Understanding BLEU Score
The BLEU score measures how closely a machine-generated translation matches human references. It considers the overlap of n-grams between the candidate and reference translations, along with a brevity penalty to discourage overly short translations.
Step 1: Prepare Data
Gather the candidate translation and one or more reference translations. Ensure all texts are tokenized consistently, splitting sentences into words or subword units.
Step 2: Calculate N-gram Precision
For each n-gram size (commonly 1 to 4), count the number of n-grams in the candidate translation that also appear in the reference translations. Divide this count by the total number of n-grams in the candidate to obtain precision scores for each n-gram level.
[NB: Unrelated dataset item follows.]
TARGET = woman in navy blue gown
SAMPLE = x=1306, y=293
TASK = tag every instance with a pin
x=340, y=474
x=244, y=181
Step 3: Apply Brevity Penalty
The brevity penalty (BP) penalizes translations that are shorter than the reference. Calculate it as:
BP = 1 if candidate length > reference length; otherwise, BP = e^{(1 – reference length / candidate length)}.
Step 4: Compute Final BLEU Score
Combine the n-gram precisions using geometric mean and multiply by the brevity penalty:
BLEU = BP * exp(average of log precisions for n=1 to 4).
Additional Tips
- Use multiple reference translations for better evaluation.
- Ensure consistent tokenization across all texts.
- Utilize existing tools or libraries for calculation, such as NLTK or SacreBLEU.